In patients with a thorough but negative workup, the American Urological Association recommends follow-up blood pressure measurements, urinalyses, and voided urine cytologic studies at 6, 12, 24, and 36 months. The reason for the regular follow-up is to assess for the possibility of an underlying lesion, despite a low likelihood of there being one. If the workup remains negative for 36 months and the patient continues to be asymptomatic, no further follow-up is recommended. However, if the patient develops gross hematuria, voiding difficulties, pain, or any abnormal cytology, immediate urologic reevaluation and urologic consultation is warranted. Patients who develop hypertension, proteinuria, glomerular casts, or abnormal renal function should be referred to a nephrologist for consultation.
14.1 A 24-year-old male bodybuilder with no significant medical history presents with gross hematuria. He was told by his trainer that exercise can induce hematuria and that this is nothing to worry about. He comes to you for a second opinion. Which of the following is the most appropriate management at this time?
A. Urinalysis now. If no blood is noted, repeat in 6 months.
B. Urinalysis and urine culture now. If they are normal, no other workup is needed.
C. Urinalysis after 72 hours of no exercise. If no blood in urine, then diagnose exercise-induced hematuria.
D. Urinalysis, urine culture, and imaging of upper urinary tract by CT scanning.
14.2 A 78-year-old man with multiple medical problems presents with dysuria and is found to have microscopic hematuria. His examination is only positive for a very tender and boggy prostate. Which of the following is the best next step?
A. Stat urology referral.
B. Treat the prostatitis with 1 month of antibiotics and reevaluate the patient with a follow-up urinalysis and culture posttreatment.
C. Obtain an IVP followed by cystoscopy.
D. Obtain a CT of the abdomen and pelvis, followed by cystoscopy.
14.3 A 45-year-old woman with a history of cancer, currently receiving radiation therapy, presents as a new patient. On a routine urinalysis, you discover 2 RBCs per HPF, 15 to 20 WBCs per HPF, nitrites, and leukocyte esterase. Which of the following is the next most appropriate step?
A. Repeat a clean-catch midstream specimen, send for culture, and treat the UTI. Repeat urinalysis after the UTI treatment.

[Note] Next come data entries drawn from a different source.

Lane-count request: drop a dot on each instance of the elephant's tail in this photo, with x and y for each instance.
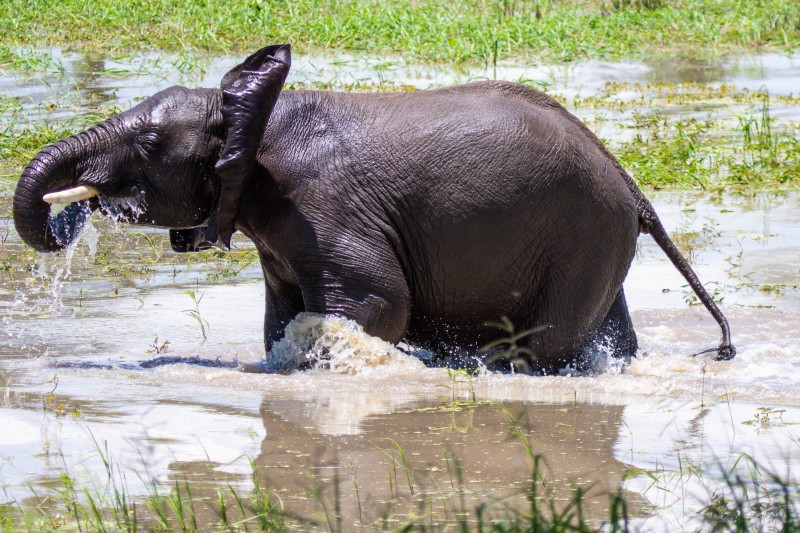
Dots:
(650, 223)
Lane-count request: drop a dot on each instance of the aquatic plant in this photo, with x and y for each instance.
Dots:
(195, 313)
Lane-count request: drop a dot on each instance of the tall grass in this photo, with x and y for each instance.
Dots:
(431, 30)
(742, 496)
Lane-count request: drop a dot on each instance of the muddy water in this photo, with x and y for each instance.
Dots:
(386, 438)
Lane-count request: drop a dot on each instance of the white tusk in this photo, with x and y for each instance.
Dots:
(68, 196)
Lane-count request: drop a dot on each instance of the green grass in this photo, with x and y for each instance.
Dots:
(740, 496)
(713, 153)
(428, 30)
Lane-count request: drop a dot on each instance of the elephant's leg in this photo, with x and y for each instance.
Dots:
(616, 332)
(363, 282)
(284, 300)
(283, 304)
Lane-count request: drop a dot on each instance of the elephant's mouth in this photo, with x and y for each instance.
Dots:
(126, 208)
(68, 196)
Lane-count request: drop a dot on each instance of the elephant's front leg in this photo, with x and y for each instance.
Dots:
(284, 300)
(362, 282)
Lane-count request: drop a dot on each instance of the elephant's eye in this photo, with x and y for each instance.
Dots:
(149, 143)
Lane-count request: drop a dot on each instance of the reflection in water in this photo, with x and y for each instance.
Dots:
(681, 70)
(436, 462)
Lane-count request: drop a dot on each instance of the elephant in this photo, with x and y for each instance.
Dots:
(424, 216)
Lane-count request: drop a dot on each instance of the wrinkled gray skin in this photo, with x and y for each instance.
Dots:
(421, 215)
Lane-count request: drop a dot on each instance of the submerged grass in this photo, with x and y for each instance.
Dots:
(739, 496)
(430, 30)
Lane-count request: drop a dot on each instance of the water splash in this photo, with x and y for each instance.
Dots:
(123, 209)
(335, 343)
(55, 269)
(68, 222)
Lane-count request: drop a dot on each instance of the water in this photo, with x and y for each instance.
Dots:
(76, 326)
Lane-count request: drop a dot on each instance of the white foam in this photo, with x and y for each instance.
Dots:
(337, 344)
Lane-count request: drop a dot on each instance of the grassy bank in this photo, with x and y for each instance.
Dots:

B. Treat the UTI and also refer the patient for an IVP and cystoscopy.
C. Check urine for cytology.
D. Inform the patient that the urinalysis results are a result of the radiation treatment and no further workup is needed.
14.1 D. Gross hematuria always deserves a full workup. Although exercise-induced hematuria resolves in 72 hours, gross hematuria, especially in a person with risk factors, must have a thorough evaluation.

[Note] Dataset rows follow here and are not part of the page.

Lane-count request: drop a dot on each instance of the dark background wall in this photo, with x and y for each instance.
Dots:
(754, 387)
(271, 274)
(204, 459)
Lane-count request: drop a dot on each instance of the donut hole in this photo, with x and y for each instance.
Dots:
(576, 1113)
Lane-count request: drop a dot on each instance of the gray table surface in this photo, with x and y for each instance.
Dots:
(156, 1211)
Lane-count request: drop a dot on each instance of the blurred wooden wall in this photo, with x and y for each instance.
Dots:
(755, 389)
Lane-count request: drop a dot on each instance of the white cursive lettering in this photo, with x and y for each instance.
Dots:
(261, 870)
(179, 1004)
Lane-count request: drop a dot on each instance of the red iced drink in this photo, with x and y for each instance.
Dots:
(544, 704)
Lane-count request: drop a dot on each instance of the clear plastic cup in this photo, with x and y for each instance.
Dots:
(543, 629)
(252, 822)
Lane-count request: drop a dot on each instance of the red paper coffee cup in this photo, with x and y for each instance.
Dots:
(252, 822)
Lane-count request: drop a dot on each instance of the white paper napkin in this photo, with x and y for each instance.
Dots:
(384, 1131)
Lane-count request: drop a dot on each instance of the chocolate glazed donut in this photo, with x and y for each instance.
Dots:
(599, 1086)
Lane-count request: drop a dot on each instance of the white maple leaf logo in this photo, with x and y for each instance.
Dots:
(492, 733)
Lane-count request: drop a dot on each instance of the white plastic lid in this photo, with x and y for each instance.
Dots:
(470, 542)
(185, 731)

14.2 B. A tender/boggy prostate alludes to the diagnosis of prostatitis. Reevaluation should be done after adequate treatment of the prostatitis. If the hematuria persists following treatment, further workup is necessary.
14.3 A. True microscopic hematuria is the presence of 3 or more RBCs per HPF in a midstream clean-catch specimen after exclusion of a UTI. If there is evidence of an UTI, it should be cultured, treated, and urinalysis repeated after treatment.